Our grandchildren deserve us to help when and where we can, not only keeping our own “gray” to “white” marriages alive and healthy as a role model to our grandchildren, but to help the parents of our grandchildren.  In 2103, I wrote the post, “Grandma’s View on Promoting Intimacy and Love.” Marital partners must nurture the intimacy of the marriage from its infancy until death of the partners.  We grandparents can encourage quarterly intimacy trips for the parents of our grandchildren.  We can facilitate them by caring for children or paying for the care of children or assisting with the cost of that 24 hours.  Our accumulated reward points can go to no greater cause.

So, outside help to save a marriage once one of the partners enters the emotional stages of divorce not only includes marriage counseling.  It includes restoring the intimacy, which leaves the relationship first and is the most painful to experience.  When there is a valley in a marriage, more intervention is needed, both counseling and intimacy restoration.  I have recommended in my professional career, when I see that neither partner has yet reached the moving forward stage and the marriage is salvageable, that they go away at least 24 hours once a month for six months while attending marriage counseling.  Six months is the minimum for both and a minor investment for one’s children’s future.  It is better than suffering six to eighteen months of the emotional stages of divorce, and may prevent a divorce or dissolution of a marriage.
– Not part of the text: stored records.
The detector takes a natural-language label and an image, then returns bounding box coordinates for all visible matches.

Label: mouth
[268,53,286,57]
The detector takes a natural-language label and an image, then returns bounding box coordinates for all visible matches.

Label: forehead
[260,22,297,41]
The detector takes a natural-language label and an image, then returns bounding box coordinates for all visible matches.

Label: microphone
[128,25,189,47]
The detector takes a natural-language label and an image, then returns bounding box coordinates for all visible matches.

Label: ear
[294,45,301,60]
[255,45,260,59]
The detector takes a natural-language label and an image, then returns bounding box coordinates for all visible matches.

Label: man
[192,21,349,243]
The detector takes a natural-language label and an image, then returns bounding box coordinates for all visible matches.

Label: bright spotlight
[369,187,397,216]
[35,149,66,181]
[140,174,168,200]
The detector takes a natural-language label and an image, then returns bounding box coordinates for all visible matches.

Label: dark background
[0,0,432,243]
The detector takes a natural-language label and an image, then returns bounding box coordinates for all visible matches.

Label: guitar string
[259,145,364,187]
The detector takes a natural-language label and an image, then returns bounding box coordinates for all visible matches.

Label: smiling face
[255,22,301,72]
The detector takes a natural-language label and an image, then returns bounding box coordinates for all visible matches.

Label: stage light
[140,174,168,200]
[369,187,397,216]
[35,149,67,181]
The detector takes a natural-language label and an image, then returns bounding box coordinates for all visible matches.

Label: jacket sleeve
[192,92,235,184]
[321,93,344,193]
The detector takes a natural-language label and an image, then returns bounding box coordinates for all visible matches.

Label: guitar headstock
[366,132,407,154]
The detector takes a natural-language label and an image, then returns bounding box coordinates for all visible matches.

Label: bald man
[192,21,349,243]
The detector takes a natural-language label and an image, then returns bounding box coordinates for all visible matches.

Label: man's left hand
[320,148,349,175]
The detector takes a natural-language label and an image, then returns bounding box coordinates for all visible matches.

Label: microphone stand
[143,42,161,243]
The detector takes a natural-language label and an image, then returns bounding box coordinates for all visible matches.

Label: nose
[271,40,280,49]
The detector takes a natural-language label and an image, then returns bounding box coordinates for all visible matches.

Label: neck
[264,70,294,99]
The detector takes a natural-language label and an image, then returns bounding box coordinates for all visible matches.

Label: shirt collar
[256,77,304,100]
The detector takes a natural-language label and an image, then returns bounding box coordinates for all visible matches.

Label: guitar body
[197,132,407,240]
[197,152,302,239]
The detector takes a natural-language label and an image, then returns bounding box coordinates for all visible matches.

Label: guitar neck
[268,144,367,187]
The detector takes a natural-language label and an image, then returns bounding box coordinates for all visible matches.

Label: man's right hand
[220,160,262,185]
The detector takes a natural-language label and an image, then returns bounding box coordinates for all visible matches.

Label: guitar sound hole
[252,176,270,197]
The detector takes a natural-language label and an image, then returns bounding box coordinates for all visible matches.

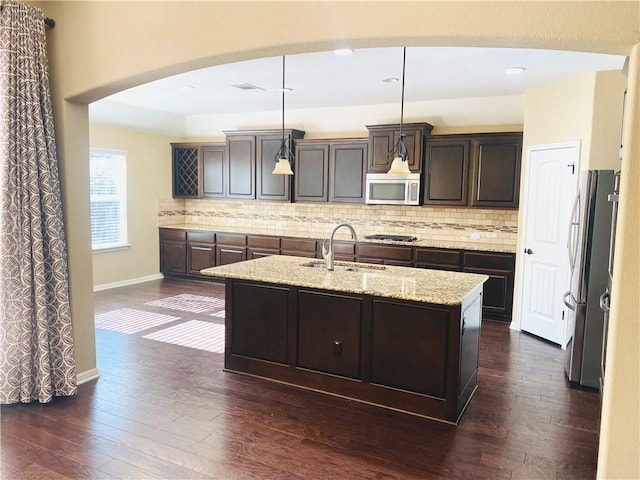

The children of the marriage, whatever their age, deserve their parents’ working on the marital partnership and the commitment, trying to save it, before it is too late.  The detrimental consequences to the children are lifelong.

“Gray” divorce is not what you are hearing about in the media.  Both Gates marital partners have moved forward.  The Gates’ adult children are in pain. That pain can now only be minimized by the parents repeatedly affirming and confirming they were once in a happy marriage and the children’s happy life experiences and happy memories of that are true.  However, while the divorcing parents’ pain may fade and go away, the children’s pain will not go away.  It is time that has been properly recognized.